Holocaust adds twist to Albright's gripping tale

The personal story of Madeleine Korbel Albright was already arresting; the Czech girl whose family fled Prague and the Communist coup of 1948 for America, where she would rise to become the first woman Secretary of State. Now there is more. Her origins, it seems, are not Catholic but Jewish, and three of her grandparents perished in the Holocaust.

These revelations, which have apparently surprised Ms Albright almost as much as anyone else, came in yesterday's Washington Post, the fruit of research by the paper into her background in Czechoslovakia, which her parents left after the Nazi occupation in 1939. The Korbel family spent the war in London before returning home in 1945. Three years later they left for the US, for good.

The Post said German, Czech and Jewish archive documents, including transportation lists to Auschwitz, suggested at least a dozen of her relatives were victims of the Holocaust, including three grandparents, uncles, aunts and cousins. Ms Albright, 59, was never told as a child, and her parents subsequently only said that these family members had died "during the course of the war".

Had the Korbels not left Prague in 1939, they probably would have met the same fate.
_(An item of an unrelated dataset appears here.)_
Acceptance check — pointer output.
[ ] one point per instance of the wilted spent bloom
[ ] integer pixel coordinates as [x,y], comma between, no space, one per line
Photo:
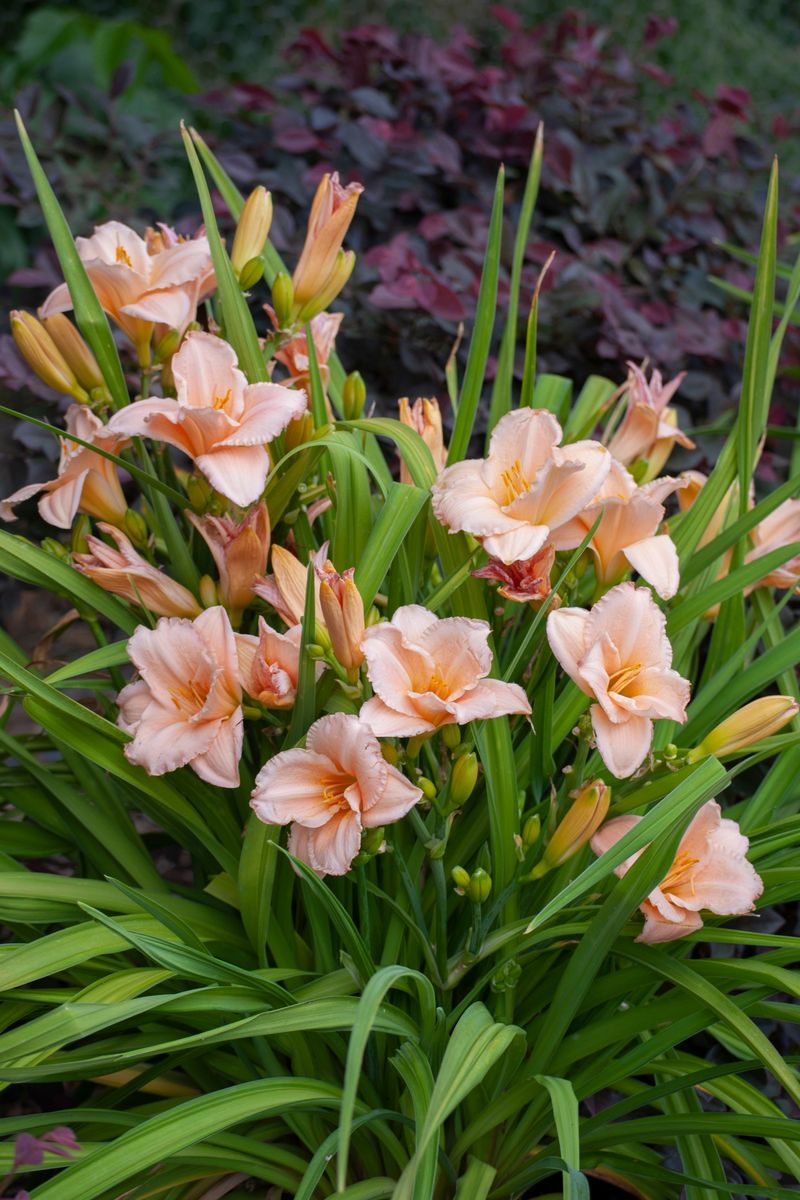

As it was, Madeleine Korbel was brought up as a Catholic, before becoming an Episcopalian. "I have always thought of myself as a Czechoslovak Catholic," she told the Post. But, she said, the new information was "fairly compelling." She planned to conduct further research herself: "Obviously it is a very personal matter for my family and brother and sister and children. The only thing I have to go by is what my mother and father told me." They have died - her father Josef, himself a former diplomat, in 1977, and her mother Mandula in 1989.

Ms Albright is not the first Secretary of State to have fled tyranny in Europe. In 1938, a 15-year-old German Jewish boy named Henry Alfred Kissinger came to America with his family to escape Hitler's persecution. Those origins did not prevent him brokering the Israeli-Arab truce after the 1973 war.

But as a woman, and as chief foreign policy aide of a President reckoned as pro-Israeli as any in recent times, she may have greater problems in the region. Hardly had she been nominated last December than sections of the Arab press were portraying her as a card-carrying member of the US Zionist lobby.